Given the era in which the murder took place, this is a particularly disappointing failure. Victorian England was a captivating place littered with extreme juxtapositions. The gaslit haze of the time brings immediately to mind the perfect setting for a grisly crime, even as the still repressive expectations that governed society make it seem like a more civilized era. To skim past the fact that this was the period of upward mobility and penny dreadfuls—a time that redefined the relationship between people and work, giving rise to leisure that relied heavily on the macabre and morbid—leaves out what could have made the story truly engaging.

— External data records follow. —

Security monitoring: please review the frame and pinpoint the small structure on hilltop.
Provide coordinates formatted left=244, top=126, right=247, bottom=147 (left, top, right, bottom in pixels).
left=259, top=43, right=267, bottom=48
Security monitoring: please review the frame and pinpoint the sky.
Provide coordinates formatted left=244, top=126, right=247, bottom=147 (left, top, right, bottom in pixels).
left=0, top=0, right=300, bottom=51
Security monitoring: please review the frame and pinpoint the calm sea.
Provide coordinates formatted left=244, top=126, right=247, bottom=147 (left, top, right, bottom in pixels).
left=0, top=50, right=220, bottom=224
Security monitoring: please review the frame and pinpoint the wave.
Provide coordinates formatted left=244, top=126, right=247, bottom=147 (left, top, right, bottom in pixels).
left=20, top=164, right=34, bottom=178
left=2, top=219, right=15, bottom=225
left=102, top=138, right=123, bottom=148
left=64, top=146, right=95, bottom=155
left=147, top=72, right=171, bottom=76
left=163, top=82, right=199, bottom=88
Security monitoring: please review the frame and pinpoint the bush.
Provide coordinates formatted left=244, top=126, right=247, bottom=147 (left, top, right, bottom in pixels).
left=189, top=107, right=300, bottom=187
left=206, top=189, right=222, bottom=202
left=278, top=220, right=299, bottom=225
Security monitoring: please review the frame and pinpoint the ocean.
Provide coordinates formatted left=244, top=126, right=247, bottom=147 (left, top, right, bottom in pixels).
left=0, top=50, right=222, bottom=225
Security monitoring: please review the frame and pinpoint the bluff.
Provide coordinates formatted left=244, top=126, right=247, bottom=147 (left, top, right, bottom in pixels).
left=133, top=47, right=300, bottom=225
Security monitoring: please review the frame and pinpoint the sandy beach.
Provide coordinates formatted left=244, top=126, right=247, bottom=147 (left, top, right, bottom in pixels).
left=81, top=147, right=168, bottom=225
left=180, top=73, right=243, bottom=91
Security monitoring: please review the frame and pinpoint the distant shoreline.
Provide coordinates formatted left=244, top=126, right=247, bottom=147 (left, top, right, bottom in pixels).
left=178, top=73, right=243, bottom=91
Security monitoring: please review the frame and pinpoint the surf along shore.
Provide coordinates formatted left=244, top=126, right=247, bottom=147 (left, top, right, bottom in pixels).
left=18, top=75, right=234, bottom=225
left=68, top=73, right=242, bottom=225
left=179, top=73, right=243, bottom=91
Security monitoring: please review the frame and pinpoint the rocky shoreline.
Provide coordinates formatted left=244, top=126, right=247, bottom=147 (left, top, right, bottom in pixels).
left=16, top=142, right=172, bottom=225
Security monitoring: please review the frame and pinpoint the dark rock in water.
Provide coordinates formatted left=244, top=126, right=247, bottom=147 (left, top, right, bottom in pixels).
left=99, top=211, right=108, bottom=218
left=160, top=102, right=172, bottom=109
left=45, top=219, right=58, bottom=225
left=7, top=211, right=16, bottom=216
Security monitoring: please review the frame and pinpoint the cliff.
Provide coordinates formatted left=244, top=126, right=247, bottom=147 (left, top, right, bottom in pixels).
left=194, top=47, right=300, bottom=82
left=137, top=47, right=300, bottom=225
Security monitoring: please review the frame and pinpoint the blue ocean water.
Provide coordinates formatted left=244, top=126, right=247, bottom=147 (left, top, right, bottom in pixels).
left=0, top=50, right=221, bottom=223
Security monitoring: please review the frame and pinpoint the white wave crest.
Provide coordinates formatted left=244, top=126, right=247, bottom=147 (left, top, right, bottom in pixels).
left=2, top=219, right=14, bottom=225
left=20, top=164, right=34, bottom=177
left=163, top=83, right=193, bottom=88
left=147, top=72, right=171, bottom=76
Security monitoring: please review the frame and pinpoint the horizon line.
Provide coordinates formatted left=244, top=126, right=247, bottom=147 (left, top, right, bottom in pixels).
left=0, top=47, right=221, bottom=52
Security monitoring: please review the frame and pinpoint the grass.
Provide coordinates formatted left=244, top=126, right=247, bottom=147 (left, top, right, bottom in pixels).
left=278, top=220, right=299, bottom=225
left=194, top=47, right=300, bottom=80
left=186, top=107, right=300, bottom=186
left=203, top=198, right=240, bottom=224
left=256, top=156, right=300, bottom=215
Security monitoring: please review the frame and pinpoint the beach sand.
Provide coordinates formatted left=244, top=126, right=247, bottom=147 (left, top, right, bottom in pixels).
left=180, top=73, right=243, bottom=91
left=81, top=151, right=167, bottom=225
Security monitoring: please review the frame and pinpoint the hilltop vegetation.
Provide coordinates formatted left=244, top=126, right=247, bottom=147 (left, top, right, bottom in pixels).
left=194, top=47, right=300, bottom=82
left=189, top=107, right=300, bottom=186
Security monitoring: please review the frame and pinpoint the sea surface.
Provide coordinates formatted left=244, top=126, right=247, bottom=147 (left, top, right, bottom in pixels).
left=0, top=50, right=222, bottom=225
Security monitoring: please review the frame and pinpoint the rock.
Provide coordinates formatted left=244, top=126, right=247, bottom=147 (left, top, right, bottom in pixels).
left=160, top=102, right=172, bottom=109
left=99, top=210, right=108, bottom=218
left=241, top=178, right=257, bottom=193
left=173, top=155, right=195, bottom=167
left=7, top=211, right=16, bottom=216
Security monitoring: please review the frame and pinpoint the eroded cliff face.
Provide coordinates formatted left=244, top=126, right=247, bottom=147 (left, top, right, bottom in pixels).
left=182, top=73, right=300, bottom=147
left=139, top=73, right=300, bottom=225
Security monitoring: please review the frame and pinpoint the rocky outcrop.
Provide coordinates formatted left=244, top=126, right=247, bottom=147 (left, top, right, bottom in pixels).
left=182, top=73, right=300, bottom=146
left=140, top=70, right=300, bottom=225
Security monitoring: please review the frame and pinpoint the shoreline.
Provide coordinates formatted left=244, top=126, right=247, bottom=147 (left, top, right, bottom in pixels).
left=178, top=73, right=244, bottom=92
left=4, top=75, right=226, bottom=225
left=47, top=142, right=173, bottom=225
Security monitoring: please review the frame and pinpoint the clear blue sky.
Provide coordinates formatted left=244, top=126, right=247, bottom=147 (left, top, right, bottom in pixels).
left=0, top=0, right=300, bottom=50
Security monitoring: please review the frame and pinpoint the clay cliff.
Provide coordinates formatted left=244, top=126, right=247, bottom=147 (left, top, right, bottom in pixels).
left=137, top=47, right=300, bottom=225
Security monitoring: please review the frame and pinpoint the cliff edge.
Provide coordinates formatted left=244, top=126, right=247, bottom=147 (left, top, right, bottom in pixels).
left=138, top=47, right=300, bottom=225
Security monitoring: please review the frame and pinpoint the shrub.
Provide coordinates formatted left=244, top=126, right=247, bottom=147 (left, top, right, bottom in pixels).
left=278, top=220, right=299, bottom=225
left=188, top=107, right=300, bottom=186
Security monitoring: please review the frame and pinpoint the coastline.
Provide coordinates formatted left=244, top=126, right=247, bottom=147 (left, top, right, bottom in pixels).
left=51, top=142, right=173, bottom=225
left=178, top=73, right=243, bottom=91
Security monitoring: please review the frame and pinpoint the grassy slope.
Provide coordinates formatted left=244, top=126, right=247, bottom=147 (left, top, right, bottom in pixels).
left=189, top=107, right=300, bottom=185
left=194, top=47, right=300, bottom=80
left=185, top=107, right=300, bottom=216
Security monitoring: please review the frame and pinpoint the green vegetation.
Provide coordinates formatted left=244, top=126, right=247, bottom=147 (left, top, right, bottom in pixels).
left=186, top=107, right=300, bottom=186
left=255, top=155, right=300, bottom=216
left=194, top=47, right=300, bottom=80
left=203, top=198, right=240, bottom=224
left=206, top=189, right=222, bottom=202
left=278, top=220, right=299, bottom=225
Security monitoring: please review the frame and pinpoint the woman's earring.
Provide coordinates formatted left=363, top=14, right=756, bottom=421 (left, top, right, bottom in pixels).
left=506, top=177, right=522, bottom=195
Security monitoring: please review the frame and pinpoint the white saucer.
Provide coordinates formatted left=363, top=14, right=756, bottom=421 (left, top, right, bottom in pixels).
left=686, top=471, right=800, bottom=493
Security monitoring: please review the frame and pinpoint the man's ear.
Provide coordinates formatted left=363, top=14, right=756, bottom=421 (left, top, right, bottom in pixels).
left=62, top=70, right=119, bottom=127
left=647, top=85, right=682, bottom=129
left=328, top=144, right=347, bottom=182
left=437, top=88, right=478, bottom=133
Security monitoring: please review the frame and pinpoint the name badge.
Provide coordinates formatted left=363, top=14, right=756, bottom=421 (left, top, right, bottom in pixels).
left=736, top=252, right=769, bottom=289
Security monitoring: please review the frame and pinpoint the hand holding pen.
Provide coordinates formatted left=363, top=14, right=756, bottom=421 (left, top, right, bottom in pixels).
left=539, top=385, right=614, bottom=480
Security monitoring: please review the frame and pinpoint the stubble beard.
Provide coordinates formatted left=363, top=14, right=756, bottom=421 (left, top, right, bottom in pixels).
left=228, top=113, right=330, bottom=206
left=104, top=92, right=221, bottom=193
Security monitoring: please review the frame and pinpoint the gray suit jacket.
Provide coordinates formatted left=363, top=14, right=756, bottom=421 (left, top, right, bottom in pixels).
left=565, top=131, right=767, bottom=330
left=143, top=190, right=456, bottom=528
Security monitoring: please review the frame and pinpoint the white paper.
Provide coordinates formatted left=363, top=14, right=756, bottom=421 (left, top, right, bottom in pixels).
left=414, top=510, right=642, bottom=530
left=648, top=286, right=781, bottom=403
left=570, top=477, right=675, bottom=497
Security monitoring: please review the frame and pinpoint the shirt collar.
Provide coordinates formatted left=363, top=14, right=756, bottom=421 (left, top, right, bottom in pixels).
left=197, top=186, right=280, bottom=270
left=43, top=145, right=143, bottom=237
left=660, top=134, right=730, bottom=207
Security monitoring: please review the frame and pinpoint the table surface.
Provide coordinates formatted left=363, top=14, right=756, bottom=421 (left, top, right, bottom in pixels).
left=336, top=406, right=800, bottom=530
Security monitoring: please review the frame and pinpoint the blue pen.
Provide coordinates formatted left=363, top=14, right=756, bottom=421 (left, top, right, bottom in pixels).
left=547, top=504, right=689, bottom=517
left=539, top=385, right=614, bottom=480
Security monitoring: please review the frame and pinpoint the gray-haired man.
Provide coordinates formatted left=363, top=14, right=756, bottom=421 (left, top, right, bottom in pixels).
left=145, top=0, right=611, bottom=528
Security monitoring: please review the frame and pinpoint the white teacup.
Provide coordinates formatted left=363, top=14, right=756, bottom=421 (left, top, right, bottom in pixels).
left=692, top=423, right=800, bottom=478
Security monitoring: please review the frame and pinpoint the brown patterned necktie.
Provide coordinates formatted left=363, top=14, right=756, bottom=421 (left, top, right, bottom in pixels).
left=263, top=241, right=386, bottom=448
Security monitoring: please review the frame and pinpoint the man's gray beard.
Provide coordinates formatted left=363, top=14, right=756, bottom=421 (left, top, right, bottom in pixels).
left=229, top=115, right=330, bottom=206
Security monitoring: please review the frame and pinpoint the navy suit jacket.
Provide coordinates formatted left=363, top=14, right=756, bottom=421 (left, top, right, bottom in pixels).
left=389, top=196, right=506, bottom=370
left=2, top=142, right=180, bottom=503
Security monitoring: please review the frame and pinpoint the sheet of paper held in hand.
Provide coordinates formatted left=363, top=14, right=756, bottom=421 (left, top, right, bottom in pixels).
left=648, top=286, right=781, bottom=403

Murphy seems convinced that Pook did commit the murder, but the record doesn’t back him up. Much like the investigators almost 150 years ago, Murphy fails to make a strong case. When at the end of the book he writes, “Jane Clouson mattered,” it seems like a scramble to connect the vicious death to the bulk of the book’s focus, which was primarily on the men Jane served and who may have killed her. In Pretty Jane, the titular character is little more than a sidebar in the story.